Stalin showed mercy to no one, he was evil incarnate, killing the innocent and severely damaging any possibility of future progress for Russia in the near future. Stalin had broken once again broken a nation…but this nation was Russian. After the last purge in March 1938, the spread of terror was out of control. The Soviet society was in danger of collapsing. It was clear that the purges had literally deformed Soviet society. The end of the purges showed the collapse of almost all local government; the disappearance of private land ownership and a governing body totally devoted to Stalin.
In addition to these items approximately 80 percent of the the people held in gulags were males and by the 1950’s the percentage of males to females in the age groups most affected by the purges was about 35 percent versus 65 percent. In 1939 Stalin put an end to the chaos that he started. He officially blamed the secret police for letting things get out of control and at times he pointed his finger at them in blame. This would not be the end of the killing altogether. Stalin’s fear and terror had become an integral part of his leadership style and was required to maintain his power.
This man who had rather meek beginning and had started as an Autocrat had made the leap to dictator early on in his reign. By the time the terror subsided in 1939, Stalin had managed to bring both the party and the public to a state of complete submission and panic to his rule. The Soviet people were so demoralized and so fearful of reprisals that mass arrests were no longer necessary. Stalin’s influence even reached into the church encouraging people to serve the state and pray to him. Stalin ruled as absolute dictator of the Soviet Union throughout World War II and until his death in March 1953.
Even after Stalin’s death his policies of fear and oppression still reach into the heart of the Soviet union. Fear of persecution for most any reason still persists today. The twenty years of Stalin have left what appears to be a perminate shade of mistrust of any government and fear of non-conformity. One effect of the intellectual voids that Stalin created during the Great Purge allowed common men to become upwardly mobile. The upper echelons of business and in government became vacant of highly qualified people.
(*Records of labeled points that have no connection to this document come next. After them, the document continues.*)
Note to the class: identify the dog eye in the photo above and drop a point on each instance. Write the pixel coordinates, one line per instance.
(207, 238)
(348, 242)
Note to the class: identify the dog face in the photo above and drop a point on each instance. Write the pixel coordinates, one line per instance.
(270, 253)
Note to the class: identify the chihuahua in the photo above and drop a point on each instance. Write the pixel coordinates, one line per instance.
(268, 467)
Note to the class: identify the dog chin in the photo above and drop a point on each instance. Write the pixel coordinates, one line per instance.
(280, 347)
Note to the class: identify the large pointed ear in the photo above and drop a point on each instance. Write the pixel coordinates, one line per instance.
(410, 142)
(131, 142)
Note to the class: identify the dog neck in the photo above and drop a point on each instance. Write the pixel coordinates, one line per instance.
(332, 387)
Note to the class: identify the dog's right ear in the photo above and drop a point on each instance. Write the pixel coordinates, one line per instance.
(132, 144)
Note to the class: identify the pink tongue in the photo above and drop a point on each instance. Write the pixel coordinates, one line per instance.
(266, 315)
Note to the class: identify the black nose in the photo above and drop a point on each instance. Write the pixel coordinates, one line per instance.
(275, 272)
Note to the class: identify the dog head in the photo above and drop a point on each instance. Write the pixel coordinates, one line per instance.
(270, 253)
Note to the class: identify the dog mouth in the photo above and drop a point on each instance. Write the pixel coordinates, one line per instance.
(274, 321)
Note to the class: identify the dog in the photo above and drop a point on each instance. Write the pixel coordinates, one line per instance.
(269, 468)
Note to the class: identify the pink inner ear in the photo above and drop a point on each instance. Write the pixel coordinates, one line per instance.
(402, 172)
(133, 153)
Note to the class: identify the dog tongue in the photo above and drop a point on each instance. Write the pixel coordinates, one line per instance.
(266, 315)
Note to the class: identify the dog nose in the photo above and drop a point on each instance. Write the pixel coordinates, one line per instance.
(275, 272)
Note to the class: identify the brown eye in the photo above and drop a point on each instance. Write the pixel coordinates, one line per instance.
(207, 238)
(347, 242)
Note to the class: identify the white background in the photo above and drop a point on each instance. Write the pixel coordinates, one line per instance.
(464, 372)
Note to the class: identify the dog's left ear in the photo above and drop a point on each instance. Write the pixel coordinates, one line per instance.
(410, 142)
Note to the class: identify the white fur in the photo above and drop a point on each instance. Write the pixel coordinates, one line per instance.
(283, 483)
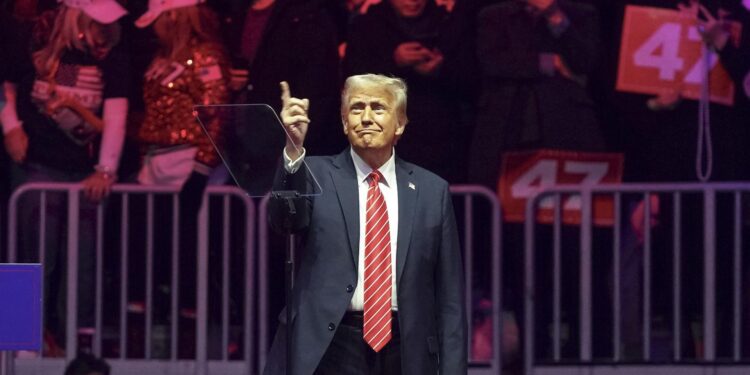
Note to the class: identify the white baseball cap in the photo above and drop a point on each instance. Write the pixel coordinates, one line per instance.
(156, 7)
(102, 11)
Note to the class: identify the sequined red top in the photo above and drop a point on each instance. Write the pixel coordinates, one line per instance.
(171, 89)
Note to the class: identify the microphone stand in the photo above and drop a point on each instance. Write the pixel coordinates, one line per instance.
(288, 196)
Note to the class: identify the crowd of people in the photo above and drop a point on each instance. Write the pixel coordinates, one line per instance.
(102, 91)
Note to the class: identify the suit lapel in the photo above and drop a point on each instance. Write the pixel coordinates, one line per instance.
(345, 179)
(407, 202)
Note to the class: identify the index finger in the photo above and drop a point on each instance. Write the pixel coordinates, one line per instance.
(706, 13)
(284, 93)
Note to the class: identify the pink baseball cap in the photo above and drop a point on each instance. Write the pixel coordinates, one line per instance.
(102, 11)
(156, 7)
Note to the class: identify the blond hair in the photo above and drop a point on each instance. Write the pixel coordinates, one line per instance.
(73, 29)
(177, 28)
(394, 86)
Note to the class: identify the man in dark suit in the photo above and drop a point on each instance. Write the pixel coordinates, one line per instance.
(380, 284)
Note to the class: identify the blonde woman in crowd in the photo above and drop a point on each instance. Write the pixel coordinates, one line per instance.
(189, 68)
(65, 122)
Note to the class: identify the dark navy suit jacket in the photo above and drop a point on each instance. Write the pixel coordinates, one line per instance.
(431, 313)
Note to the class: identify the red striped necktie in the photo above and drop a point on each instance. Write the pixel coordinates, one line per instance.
(378, 284)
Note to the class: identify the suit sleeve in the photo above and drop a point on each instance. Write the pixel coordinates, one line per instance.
(452, 323)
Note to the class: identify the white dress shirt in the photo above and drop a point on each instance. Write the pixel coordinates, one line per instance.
(389, 189)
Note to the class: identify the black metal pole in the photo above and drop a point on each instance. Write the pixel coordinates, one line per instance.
(289, 282)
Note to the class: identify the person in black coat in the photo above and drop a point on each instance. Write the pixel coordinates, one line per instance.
(535, 59)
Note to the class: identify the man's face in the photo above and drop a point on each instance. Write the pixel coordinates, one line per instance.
(409, 8)
(371, 120)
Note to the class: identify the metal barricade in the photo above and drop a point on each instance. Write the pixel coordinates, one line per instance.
(464, 195)
(720, 207)
(227, 198)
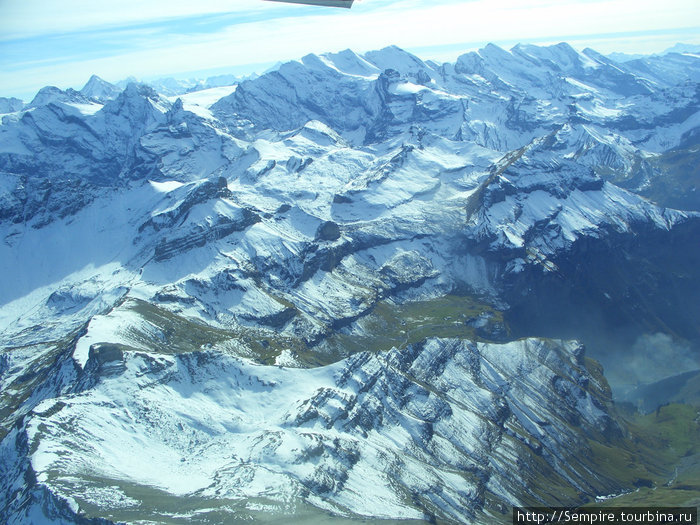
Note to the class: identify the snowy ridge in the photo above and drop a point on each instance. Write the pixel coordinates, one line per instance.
(219, 428)
(361, 220)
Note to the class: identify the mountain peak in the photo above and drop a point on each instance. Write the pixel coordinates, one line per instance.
(99, 90)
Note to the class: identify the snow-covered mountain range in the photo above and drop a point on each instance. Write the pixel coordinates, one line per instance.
(324, 293)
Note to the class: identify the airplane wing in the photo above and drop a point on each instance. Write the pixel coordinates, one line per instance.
(329, 3)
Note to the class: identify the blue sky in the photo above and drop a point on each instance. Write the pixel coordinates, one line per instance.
(46, 42)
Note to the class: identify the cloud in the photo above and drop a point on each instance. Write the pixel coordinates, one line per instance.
(63, 43)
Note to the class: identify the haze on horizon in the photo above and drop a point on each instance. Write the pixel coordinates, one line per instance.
(63, 44)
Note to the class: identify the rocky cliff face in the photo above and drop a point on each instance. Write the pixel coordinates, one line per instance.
(337, 263)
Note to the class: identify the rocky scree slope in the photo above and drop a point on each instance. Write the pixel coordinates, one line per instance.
(401, 222)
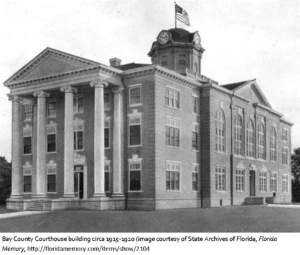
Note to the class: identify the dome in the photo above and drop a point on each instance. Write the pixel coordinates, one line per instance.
(181, 35)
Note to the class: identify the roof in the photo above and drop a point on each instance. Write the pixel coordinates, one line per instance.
(131, 66)
(235, 86)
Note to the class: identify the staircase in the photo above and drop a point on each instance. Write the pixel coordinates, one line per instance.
(37, 207)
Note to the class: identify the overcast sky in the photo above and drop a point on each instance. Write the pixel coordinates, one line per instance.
(244, 39)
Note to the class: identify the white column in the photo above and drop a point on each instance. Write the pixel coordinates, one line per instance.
(69, 142)
(117, 143)
(41, 175)
(16, 155)
(99, 151)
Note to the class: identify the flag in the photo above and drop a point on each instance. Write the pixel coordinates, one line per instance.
(182, 15)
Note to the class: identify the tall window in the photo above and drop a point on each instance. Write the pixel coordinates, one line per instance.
(285, 183)
(195, 177)
(273, 145)
(173, 176)
(273, 182)
(135, 130)
(51, 110)
(220, 131)
(263, 182)
(135, 177)
(107, 178)
(135, 95)
(285, 135)
(173, 132)
(196, 105)
(78, 136)
(240, 180)
(250, 139)
(195, 137)
(78, 105)
(28, 112)
(220, 179)
(261, 142)
(107, 135)
(238, 135)
(285, 156)
(172, 99)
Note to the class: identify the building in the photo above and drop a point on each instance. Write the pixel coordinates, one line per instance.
(143, 137)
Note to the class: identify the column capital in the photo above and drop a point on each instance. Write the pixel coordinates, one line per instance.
(41, 94)
(99, 84)
(118, 90)
(68, 89)
(14, 98)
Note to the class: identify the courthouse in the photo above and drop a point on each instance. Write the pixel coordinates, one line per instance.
(143, 136)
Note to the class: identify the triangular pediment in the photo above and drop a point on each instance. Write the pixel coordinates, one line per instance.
(252, 92)
(50, 63)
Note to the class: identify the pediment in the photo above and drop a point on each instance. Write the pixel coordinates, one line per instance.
(253, 93)
(50, 63)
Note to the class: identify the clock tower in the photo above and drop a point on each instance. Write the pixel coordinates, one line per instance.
(178, 50)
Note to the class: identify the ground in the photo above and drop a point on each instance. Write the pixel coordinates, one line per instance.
(257, 219)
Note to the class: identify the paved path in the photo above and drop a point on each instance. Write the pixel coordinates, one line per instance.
(19, 214)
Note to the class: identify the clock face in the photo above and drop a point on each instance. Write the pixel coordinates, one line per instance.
(197, 39)
(164, 37)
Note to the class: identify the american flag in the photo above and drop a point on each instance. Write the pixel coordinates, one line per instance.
(182, 15)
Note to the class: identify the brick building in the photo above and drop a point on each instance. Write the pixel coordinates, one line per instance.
(142, 137)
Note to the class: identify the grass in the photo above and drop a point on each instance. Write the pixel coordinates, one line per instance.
(257, 219)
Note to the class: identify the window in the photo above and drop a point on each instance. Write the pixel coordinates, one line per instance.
(78, 105)
(135, 96)
(285, 183)
(28, 112)
(273, 182)
(240, 180)
(51, 110)
(135, 131)
(196, 106)
(285, 135)
(135, 177)
(106, 101)
(273, 145)
(27, 145)
(263, 182)
(220, 131)
(195, 137)
(107, 135)
(250, 140)
(172, 99)
(195, 178)
(173, 176)
(173, 132)
(238, 135)
(220, 179)
(285, 155)
(107, 178)
(261, 142)
(78, 136)
(27, 184)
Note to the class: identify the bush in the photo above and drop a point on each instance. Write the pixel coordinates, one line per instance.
(5, 180)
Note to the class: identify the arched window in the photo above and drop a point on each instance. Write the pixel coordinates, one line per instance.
(273, 145)
(250, 139)
(220, 131)
(261, 142)
(238, 126)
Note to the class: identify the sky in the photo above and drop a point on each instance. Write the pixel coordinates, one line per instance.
(244, 40)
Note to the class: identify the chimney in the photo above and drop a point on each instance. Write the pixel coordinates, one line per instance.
(115, 62)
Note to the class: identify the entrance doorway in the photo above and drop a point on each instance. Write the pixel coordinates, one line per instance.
(79, 182)
(252, 183)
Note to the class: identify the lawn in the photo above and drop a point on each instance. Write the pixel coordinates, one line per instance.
(217, 220)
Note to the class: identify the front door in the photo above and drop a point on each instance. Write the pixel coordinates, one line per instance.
(79, 182)
(252, 184)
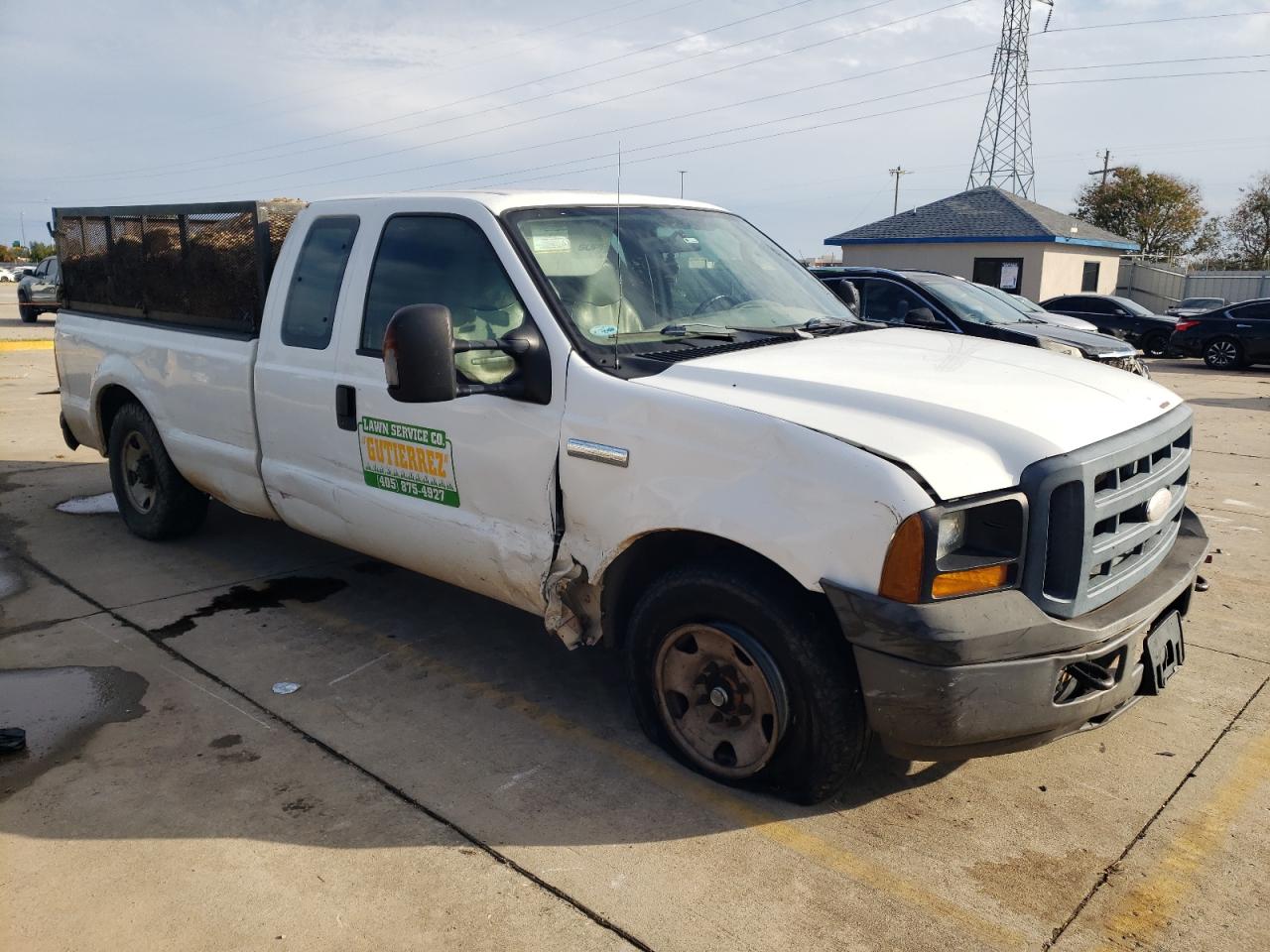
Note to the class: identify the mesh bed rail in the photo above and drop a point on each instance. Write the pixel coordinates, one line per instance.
(204, 266)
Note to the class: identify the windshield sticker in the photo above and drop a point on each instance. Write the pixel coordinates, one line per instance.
(414, 461)
(550, 238)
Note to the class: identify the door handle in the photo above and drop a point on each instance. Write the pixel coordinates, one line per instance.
(345, 407)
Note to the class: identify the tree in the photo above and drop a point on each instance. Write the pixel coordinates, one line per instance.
(1247, 226)
(1161, 212)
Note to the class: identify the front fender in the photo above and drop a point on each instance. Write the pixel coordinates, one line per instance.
(813, 504)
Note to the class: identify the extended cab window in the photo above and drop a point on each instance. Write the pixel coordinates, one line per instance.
(888, 301)
(426, 259)
(310, 311)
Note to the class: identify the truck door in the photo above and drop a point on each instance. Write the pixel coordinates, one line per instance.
(303, 452)
(460, 490)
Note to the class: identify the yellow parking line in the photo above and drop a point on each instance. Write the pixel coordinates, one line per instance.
(9, 345)
(711, 796)
(1146, 910)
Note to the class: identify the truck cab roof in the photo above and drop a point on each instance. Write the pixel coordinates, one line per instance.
(499, 200)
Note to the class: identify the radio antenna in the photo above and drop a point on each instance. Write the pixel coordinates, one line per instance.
(619, 264)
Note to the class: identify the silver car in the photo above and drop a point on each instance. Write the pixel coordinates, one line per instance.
(1192, 306)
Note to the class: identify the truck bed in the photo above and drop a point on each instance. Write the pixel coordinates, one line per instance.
(195, 385)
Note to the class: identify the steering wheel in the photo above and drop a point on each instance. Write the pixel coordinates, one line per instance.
(710, 304)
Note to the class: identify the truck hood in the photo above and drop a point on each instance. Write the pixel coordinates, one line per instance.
(968, 416)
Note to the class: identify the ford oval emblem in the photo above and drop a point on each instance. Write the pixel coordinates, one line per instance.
(1159, 504)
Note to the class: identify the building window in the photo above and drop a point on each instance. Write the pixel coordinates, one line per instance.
(1005, 273)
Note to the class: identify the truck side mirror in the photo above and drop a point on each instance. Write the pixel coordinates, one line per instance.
(420, 356)
(420, 350)
(922, 317)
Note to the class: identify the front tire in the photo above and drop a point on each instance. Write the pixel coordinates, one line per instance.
(1223, 354)
(154, 499)
(744, 680)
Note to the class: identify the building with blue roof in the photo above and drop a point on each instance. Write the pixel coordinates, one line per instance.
(994, 238)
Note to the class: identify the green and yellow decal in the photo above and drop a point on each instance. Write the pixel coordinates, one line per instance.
(414, 461)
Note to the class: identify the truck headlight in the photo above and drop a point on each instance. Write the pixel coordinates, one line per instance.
(1058, 348)
(956, 549)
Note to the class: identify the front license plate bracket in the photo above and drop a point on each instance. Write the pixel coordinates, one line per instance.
(1165, 652)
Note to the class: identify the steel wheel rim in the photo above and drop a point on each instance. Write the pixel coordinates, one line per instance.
(1222, 353)
(140, 479)
(720, 697)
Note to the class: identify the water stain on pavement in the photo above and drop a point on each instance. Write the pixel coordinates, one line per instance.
(244, 598)
(60, 710)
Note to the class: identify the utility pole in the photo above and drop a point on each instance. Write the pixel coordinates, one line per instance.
(1105, 155)
(897, 172)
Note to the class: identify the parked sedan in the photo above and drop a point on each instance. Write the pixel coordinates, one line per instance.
(1120, 317)
(1192, 306)
(41, 291)
(1030, 308)
(1229, 338)
(935, 301)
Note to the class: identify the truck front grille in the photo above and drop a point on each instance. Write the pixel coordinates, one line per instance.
(1091, 537)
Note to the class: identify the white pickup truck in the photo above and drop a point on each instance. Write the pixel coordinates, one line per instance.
(643, 420)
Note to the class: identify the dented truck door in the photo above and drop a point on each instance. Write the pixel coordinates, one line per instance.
(460, 490)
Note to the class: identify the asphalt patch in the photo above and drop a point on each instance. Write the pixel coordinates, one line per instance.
(244, 598)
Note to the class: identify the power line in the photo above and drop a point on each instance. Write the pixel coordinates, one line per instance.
(589, 105)
(503, 127)
(593, 135)
(435, 67)
(898, 172)
(1157, 75)
(512, 87)
(516, 176)
(627, 95)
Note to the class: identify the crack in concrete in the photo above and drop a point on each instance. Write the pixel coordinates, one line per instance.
(1146, 828)
(601, 920)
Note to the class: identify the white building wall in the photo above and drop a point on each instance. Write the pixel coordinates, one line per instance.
(1065, 264)
(1048, 270)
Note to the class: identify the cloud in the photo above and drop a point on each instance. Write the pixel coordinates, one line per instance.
(249, 99)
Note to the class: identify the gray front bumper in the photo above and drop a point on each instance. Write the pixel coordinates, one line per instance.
(976, 675)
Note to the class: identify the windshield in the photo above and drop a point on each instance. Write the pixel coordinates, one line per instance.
(668, 275)
(968, 301)
(1132, 307)
(1020, 303)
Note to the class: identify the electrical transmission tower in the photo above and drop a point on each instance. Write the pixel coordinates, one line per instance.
(1003, 155)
This change of industrial leadership crippled Russia’s mechanization efforts and it is still argued today if the effects are still felt. By removing these people from the Soviet society both the biologist theories of Nature verses Nurture were challenged at best and destroyed at worst. For the argument of nature being the greatest influence on learning ability most of the intellectuals and brightest leaders were removed from the gene pool. In contrast to Nurture these people could not influence society any longer. Through these changes in society Stalin has forever made his mark. His pollicies effected every area in Russian culture.